抄録
It has been widely accepted that regenerative medicine including stem cell therapy and tissue engineering offers a huge potential technique to whole organ and tissue transplantation for diseased, failed or malfunctioned organs. There were already launched eighteen products in market after the approval of KFDA. However, these products were more developed cell therapy products rather than tissue engineered products. To reconstruct a new tissue by tissue engineering, three basic components such as (1) primary/stem cells, (2) biomaterials as scaffold substrates and (3) growth factors must be needed.

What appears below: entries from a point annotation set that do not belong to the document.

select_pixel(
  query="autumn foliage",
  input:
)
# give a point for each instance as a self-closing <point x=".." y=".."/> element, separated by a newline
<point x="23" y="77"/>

Among of these three key components, scaffolds as biomaterials might be played a very critical role in tissue engineered products. The function of scaffolds is to direct the growth of cells seeded within the porous structure of the scaffold or of cells migrating from surrounding tissue, eventually mimicking a natural extracellular matrix. For the scaffold materials, the family of poly(α-hydroxy acid)s are extensively clinically used or tested due to good biocompatibility, controllable biodegradabilitiy, and relatively good processability. The main reasons of the retard of FDA approval for tissue engineered products might be the induction of inflammation reaction in terms of safety. In our laboratory, we have been investigated the reduction of inflammation reaction of poly(α-hydroxy acid)s by the hybridization with natural biomaterials. In this review, poly(α-hydroxy acid)s/natural hybrid scaffold biomaterials have been introduced in order to reduce the host response resulting in approaching to a more natural three dimensional environment and supporting biological signals for tissue growth and reorganization of organ.